This project is to convert PortraitFCN+ (by Xiaoyong Shen, found here) from Matlab to Tensorflow, then refine the outputs from it (converted to a trimap) using KNN & ResNet, supervised by Richard Berwick.
Second stage is to explore creating a 3D face-model using only one 2D-image.
This project is presentated on May 2nd at Sutardja Center of Entrepreneurship & Technology (SCET). The presentation slide can be assessed here.
Thanks to Xiaoyong Shen and his team for making this project possible. Their paper introducing this algorithm - Portrait FCN+ - can be found here. We also would like to appreciate Patrik Huber and his team for enabling 3D face reconstruction using basic and simple 2D-inputs. Find their the paper - A Multiresolution 3D Morphable Face Model and Fitting Framework, P. Huber, G. Hu, R. Tena, P. Mortazavian, W. Koppen, W. Christmas, M. Rätsch, J. Kittler - at International Conference on Computer Vision Theory and Applications (VISAPP) 2016.
Please note you might need to request Xiaoyeng's paper's code for dataset in order to train and run certain files, which we use to reference for preprocessing purposes. You might also need to pull certain dataset from PASCOL. The training datasets could also be accessed here: https://drive.google.com/file/d/1TuVO2N_vthca4_B8GhT4JFbV2CJVVIW7/view?usp=sharing.
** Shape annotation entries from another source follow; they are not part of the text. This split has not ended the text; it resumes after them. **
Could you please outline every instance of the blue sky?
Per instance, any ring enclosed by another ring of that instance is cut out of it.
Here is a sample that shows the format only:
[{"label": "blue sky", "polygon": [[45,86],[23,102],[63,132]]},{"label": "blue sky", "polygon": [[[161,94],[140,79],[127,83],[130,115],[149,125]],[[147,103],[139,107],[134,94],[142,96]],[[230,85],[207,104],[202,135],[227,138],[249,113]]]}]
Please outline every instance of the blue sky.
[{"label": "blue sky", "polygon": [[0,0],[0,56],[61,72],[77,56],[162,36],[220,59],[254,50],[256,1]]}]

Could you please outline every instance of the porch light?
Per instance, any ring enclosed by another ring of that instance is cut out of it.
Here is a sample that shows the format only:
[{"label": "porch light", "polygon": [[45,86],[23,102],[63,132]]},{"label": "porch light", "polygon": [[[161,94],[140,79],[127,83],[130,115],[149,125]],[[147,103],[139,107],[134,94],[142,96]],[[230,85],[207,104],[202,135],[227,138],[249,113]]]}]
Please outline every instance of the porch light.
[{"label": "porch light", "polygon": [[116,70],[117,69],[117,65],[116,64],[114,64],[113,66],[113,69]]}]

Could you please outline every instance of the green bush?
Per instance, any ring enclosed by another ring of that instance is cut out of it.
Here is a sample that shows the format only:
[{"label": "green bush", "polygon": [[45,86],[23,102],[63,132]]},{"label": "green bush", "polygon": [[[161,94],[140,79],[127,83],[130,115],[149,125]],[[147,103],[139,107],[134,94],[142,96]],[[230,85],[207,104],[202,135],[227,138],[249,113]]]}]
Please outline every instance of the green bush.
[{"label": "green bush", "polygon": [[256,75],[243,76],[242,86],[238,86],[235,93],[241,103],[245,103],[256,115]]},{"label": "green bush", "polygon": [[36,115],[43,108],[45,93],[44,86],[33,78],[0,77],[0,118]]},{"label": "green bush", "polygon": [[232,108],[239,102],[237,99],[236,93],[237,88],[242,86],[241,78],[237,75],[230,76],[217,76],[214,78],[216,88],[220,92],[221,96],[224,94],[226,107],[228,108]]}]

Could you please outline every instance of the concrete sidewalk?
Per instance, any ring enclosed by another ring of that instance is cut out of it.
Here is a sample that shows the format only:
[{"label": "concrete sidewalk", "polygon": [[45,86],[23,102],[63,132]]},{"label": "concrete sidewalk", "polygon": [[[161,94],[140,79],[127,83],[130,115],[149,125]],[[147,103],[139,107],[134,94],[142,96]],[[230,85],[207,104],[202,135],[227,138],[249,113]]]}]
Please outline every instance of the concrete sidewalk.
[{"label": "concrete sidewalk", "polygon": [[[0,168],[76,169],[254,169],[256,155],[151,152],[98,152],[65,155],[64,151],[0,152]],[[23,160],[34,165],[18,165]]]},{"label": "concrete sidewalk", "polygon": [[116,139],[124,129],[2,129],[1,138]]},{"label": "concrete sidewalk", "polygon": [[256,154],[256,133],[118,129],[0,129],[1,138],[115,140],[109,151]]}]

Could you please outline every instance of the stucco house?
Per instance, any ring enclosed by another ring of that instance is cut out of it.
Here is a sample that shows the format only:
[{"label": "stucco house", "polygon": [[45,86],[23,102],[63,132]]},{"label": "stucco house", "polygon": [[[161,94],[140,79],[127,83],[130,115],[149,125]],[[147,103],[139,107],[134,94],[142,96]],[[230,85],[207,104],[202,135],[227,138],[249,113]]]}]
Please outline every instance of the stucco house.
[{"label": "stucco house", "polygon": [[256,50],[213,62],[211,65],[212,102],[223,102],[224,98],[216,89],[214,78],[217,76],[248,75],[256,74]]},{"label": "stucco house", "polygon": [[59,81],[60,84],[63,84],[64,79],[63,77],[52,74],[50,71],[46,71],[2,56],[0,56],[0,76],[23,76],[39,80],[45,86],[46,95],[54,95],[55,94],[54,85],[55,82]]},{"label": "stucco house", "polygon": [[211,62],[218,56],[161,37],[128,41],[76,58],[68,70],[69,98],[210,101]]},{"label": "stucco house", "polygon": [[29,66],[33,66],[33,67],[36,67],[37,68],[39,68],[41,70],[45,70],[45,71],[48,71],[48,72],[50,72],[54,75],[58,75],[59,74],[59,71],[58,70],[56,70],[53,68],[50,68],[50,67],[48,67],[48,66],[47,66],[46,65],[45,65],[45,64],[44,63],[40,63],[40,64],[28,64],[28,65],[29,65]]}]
The green screen technique, used by filmmakers and producers in Hollywood, involves filming actors in front of a uniform background, which is typically green. This process allows editors to easily separate the subjects from the background and insert a new background, but it has two main problems: time and cost. In fact, a Hollywood movie can takes 6 months to post-produce/edit. Moreover, the most recent Avengers movie Avengers: Infinity War had a budget of $320 million with 25% of that going to production costs. Time and cost problems are surmountable for Hollywood movies but can be deal-breakers for would-be filmmakers.
Our solution automates the green screen & editing process. We take in any image of a person and output a state of the art alpha matte, an image of black (background) and white (foreground/person), which can be used to isolate foreground. Our algorithm is shown below:
-
- Our preprocessing stage captures the positional offsets of all our portrait inputs with respect to a reference image using deep metric learning, a facial featurization technique. We a) identify 49 points which captures distinct facial features for both images b) find the affine transformation between these two sets of points and c) outputs the affine transforms of the mean mask & positional offsets of the reference.
-
- We take the 3 channels outputted via preprocessing and the portrait as inputs into a 20 layer encoder-decoder network called Portrait FCN+, which outputs an unrefined alpha matte. We train Portrait FCN+ on Amazon EC2 against the ground truth alpha matte (i.e. true subject area) of the images. We generate a trimap, an alpha matte with an additional region in grey representing unknown, by setting 10 pixels on either side of the subject and background segmentation line as the unknown.
-
- The trimap is then put into two refinement stages: a) KNN-matting applies K-nearest neighbors to classify the unknown (grey) region and b) ResNet deals with miniscule errors that might have occurred in the PortraitFCN+. The output here is an alpha matte. Our refinement algorithm is much less computationally expensive than the current state of the art refinement procedure, DIM, while maintaining the same accuracy: a 97% IoU. In fact, we shown that our refine-ment algorithm work on a Launchpad setup of 4KB, a miniscule amount compared to an IPhone, which has 64-256 GB.
(Hardware setup testing computational advantage of KNN)
We made a website built on Flask in which users can upload a portrait and receive a trimap, alpha matte, and a new image of themselves on a different background. The image is then run by our algorithm and then outputted onto either a web/mobile framework.
We are currently on generating a 3D model from the segmented image. We use isomap texture extraction to obtain a pose-invariant representation of facial features and compute the linear-scaled orthographic projection camera pose estimation. We then fit these features onto the pre-developed Surrey Face Model, which is a Principal Component Analysis (PCA) model of shape variation built from 3D face scans.
Our project automates the process of separating the subject from the background in an image, having the potential to replace an entire sector of tasks in Hollywood, VR, and 3D-printing, all of which still uses the green screen techniques. In its current form, our project is useful for amateur photographers and filmmakers looking to change the background of an image, as we kept the whole runtime ~5 minutes, which is shorter than how long manually segmenting an image would take. Our project could be extended to segment video files, which would go a long way in automating the green screen technique. We are also currently working on creating a 3D model from the segmented image.